Estas referencias vienen a cuento porque -relatan quienes lo vivieron- hubo una casa en los suburbios de San Juan donde casi todo era dominado por jazmines. El aroma de las blancas flores se había adueñado de sus espacios y constituido en el aire que sus moradores respiraban; todo lo avasallaba con su intrínseca dulzura, todo estaba a su merced. Los jazmineros de flores grandes o pequeñas se derramaban por ventanas y claraboyas y piropeaban a las muchachas que paseaban su candor y su romanticismo por la vereda. La fragancia de jazmines era la razón de ser de la vivienda.

"El aroma de las blancas flores se había adueñado de sus espacios y constituido en el aire que respiraban...".

Cuentan también que un verano de esos cuando la lluvia parece descolgarse con espadas sobre San Juan, los capullos y las hojas de las plantas fueron castigados hasta quedar, casi todos, heridos de muerte en el suelo. Dicen que un intenso silencio se hizo de pronto para que los jazmines lloraran. Cuando hubo que recogerlos, marchitos y vencidos, la ceremonia se pareció a un sepelio y hubo que hacer un largo duelo hasta que las plantas recuperaran de a poco su lozanía; porque la vida siempre vuelve, porque las flores esconden una revancha de luz cuando retornan en las estaciones.

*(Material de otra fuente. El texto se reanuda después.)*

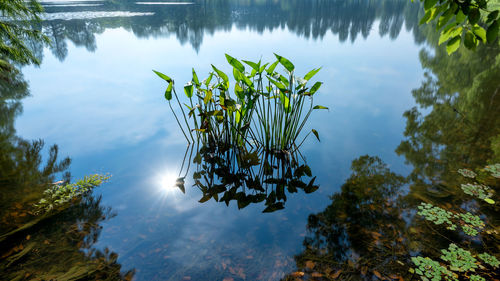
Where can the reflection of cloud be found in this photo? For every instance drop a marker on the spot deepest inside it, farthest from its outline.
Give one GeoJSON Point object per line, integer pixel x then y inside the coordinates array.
{"type": "Point", "coordinates": [91, 15]}
{"type": "Point", "coordinates": [164, 3]}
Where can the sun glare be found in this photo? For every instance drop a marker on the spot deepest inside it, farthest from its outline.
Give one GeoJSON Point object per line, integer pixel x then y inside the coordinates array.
{"type": "Point", "coordinates": [166, 183]}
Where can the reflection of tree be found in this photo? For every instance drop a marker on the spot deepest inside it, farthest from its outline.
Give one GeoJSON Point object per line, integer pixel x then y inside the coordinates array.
{"type": "Point", "coordinates": [57, 245]}
{"type": "Point", "coordinates": [461, 95]}
{"type": "Point", "coordinates": [227, 173]}
{"type": "Point", "coordinates": [362, 232]}
{"type": "Point", "coordinates": [190, 23]}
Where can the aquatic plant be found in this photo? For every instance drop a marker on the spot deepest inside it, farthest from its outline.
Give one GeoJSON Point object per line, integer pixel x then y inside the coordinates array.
{"type": "Point", "coordinates": [494, 170]}
{"type": "Point", "coordinates": [467, 173]}
{"type": "Point", "coordinates": [455, 258]}
{"type": "Point", "coordinates": [264, 108]}
{"type": "Point", "coordinates": [60, 193]}
{"type": "Point", "coordinates": [478, 190]}
{"type": "Point", "coordinates": [459, 259]}
{"type": "Point", "coordinates": [429, 269]}
{"type": "Point", "coordinates": [489, 259]}
{"type": "Point", "coordinates": [224, 174]}
{"type": "Point", "coordinates": [474, 277]}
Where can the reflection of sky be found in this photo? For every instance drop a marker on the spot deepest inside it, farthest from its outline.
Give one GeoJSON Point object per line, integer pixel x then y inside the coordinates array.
{"type": "Point", "coordinates": [106, 110]}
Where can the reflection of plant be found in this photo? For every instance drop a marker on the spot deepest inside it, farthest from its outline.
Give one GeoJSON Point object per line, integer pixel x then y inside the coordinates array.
{"type": "Point", "coordinates": [459, 259]}
{"type": "Point", "coordinates": [267, 108]}
{"type": "Point", "coordinates": [224, 174]}
{"type": "Point", "coordinates": [431, 270]}
{"type": "Point", "coordinates": [467, 173]}
{"type": "Point", "coordinates": [474, 277]}
{"type": "Point", "coordinates": [61, 194]}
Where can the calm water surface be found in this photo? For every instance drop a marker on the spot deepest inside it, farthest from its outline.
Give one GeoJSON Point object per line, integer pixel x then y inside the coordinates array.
{"type": "Point", "coordinates": [96, 97]}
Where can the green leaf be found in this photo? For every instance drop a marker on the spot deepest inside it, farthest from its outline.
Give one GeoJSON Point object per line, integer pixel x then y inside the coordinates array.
{"type": "Point", "coordinates": [315, 88]}
{"type": "Point", "coordinates": [320, 107]}
{"type": "Point", "coordinates": [205, 198]}
{"type": "Point", "coordinates": [474, 15]}
{"type": "Point", "coordinates": [311, 73]}
{"type": "Point", "coordinates": [492, 16]}
{"type": "Point", "coordinates": [271, 68]}
{"type": "Point", "coordinates": [426, 16]}
{"type": "Point", "coordinates": [235, 63]}
{"type": "Point", "coordinates": [492, 32]}
{"type": "Point", "coordinates": [460, 17]}
{"type": "Point", "coordinates": [207, 82]}
{"type": "Point", "coordinates": [316, 134]}
{"type": "Point", "coordinates": [163, 76]}
{"type": "Point", "coordinates": [239, 91]}
{"type": "Point", "coordinates": [247, 81]}
{"type": "Point", "coordinates": [195, 78]}
{"type": "Point", "coordinates": [429, 4]}
{"type": "Point", "coordinates": [236, 74]}
{"type": "Point", "coordinates": [449, 34]}
{"type": "Point", "coordinates": [285, 102]}
{"type": "Point", "coordinates": [255, 66]}
{"type": "Point", "coordinates": [221, 74]}
{"type": "Point", "coordinates": [208, 96]}
{"type": "Point", "coordinates": [470, 40]}
{"type": "Point", "coordinates": [188, 90]}
{"type": "Point", "coordinates": [286, 63]}
{"type": "Point", "coordinates": [489, 201]}
{"type": "Point", "coordinates": [262, 68]}
{"type": "Point", "coordinates": [479, 32]}
{"type": "Point", "coordinates": [444, 19]}
{"type": "Point", "coordinates": [168, 92]}
{"type": "Point", "coordinates": [453, 44]}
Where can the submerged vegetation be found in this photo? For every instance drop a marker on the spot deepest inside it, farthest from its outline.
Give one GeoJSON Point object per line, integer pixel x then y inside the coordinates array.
{"type": "Point", "coordinates": [248, 135]}
{"type": "Point", "coordinates": [247, 177]}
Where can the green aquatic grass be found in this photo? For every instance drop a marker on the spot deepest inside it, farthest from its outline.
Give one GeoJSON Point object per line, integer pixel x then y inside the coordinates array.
{"type": "Point", "coordinates": [264, 108]}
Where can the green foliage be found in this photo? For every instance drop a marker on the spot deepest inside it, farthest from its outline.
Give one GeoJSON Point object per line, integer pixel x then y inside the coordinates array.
{"type": "Point", "coordinates": [471, 22]}
{"type": "Point", "coordinates": [467, 173]}
{"type": "Point", "coordinates": [264, 107]}
{"type": "Point", "coordinates": [429, 269]}
{"type": "Point", "coordinates": [62, 194]}
{"type": "Point", "coordinates": [18, 23]}
{"type": "Point", "coordinates": [480, 191]}
{"type": "Point", "coordinates": [459, 259]}
{"type": "Point", "coordinates": [494, 170]}
{"type": "Point", "coordinates": [489, 259]}
{"type": "Point", "coordinates": [437, 215]}
{"type": "Point", "coordinates": [474, 277]}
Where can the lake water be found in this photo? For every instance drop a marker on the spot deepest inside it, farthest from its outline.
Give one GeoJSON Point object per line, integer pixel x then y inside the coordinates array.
{"type": "Point", "coordinates": [96, 97]}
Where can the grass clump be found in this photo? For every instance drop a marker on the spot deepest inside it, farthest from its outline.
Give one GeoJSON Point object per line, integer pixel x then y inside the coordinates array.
{"type": "Point", "coordinates": [264, 108]}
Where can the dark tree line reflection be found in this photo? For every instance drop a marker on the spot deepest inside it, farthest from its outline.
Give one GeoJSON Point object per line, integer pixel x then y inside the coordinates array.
{"type": "Point", "coordinates": [370, 230]}
{"type": "Point", "coordinates": [349, 20]}
{"type": "Point", "coordinates": [55, 246]}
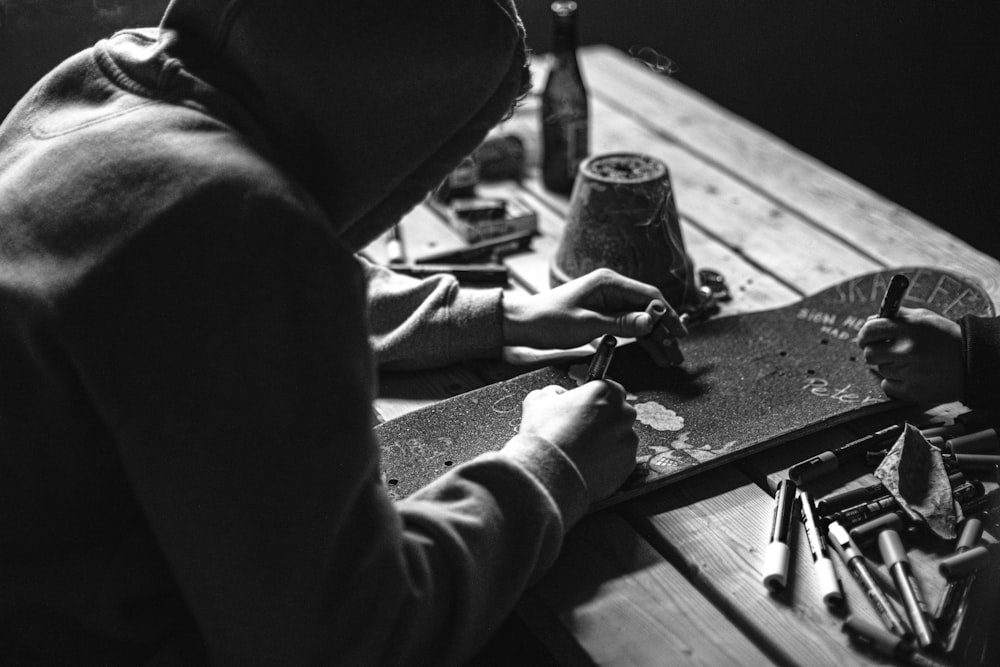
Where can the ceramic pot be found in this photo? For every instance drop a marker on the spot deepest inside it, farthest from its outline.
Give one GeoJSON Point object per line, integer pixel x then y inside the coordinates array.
{"type": "Point", "coordinates": [622, 216]}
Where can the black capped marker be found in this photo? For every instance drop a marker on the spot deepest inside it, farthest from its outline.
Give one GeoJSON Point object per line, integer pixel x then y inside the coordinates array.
{"type": "Point", "coordinates": [895, 558]}
{"type": "Point", "coordinates": [858, 566]}
{"type": "Point", "coordinates": [827, 462]}
{"type": "Point", "coordinates": [826, 575]}
{"type": "Point", "coordinates": [893, 296]}
{"type": "Point", "coordinates": [602, 358]}
{"type": "Point", "coordinates": [885, 643]}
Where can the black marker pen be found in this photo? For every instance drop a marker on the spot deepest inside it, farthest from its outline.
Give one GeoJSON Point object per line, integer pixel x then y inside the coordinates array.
{"type": "Point", "coordinates": [885, 643]}
{"type": "Point", "coordinates": [894, 294]}
{"type": "Point", "coordinates": [958, 587]}
{"type": "Point", "coordinates": [777, 552]}
{"type": "Point", "coordinates": [895, 558]}
{"type": "Point", "coordinates": [858, 567]}
{"type": "Point", "coordinates": [602, 358]}
{"type": "Point", "coordinates": [827, 462]}
{"type": "Point", "coordinates": [829, 584]}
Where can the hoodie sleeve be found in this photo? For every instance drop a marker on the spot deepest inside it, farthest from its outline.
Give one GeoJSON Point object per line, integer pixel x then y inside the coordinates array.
{"type": "Point", "coordinates": [239, 404]}
{"type": "Point", "coordinates": [981, 348]}
{"type": "Point", "coordinates": [432, 322]}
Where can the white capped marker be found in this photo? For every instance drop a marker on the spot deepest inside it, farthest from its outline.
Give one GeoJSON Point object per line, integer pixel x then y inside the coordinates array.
{"type": "Point", "coordinates": [776, 553]}
{"type": "Point", "coordinates": [829, 583]}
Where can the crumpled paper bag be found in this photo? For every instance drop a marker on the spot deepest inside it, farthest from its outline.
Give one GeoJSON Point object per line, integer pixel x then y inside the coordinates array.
{"type": "Point", "coordinates": [914, 473]}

Pero ocurrió que el tiempo, a veces verdugo inclemente, determinó que la casa fuera quedando paulatinamente sin su gente, sin sus voces, sin sus fantasías. Hasta que la pericana ciega de la topadora la tumbó al definitivo silencio. Se quiso edificar allí un salón de eventos, pero fue imposible. Desde la tierra se incorporaban todos los días y todas las noches brotes infantes de jazmines que resistieron hasta al suelo embaldosado; lo violaron desde sus intersticios o se fueron constituyendo en infinitos pequeños montículos donde al final sacaba su cabeza aromada un nuevo jazmín. Fue estéril combatirlos como a los yuyos, porque los jazmineros no son yuyos, son poemas, y la poesía puede ser criticada y hasta prohibida, pero jamás demolida; no se destruye ni se corrompe la belleza; siempre habrá alguien que la recuerde, la conserve como secreto de amor en su memoria y la proclame recónditamente cuantas veces el alma lo demande.


Si a la casa de los abuelos de mi amigo le hubiera acontecido el derrumbe de una topadora, le pediré que se dé una vueltita por donde ella fue sueños y susurros. Es posible que el aroma de jazmines aún ande dando vueltas por allí, aunque -en el peor de los casos- ninguna planta visible lo sostenga.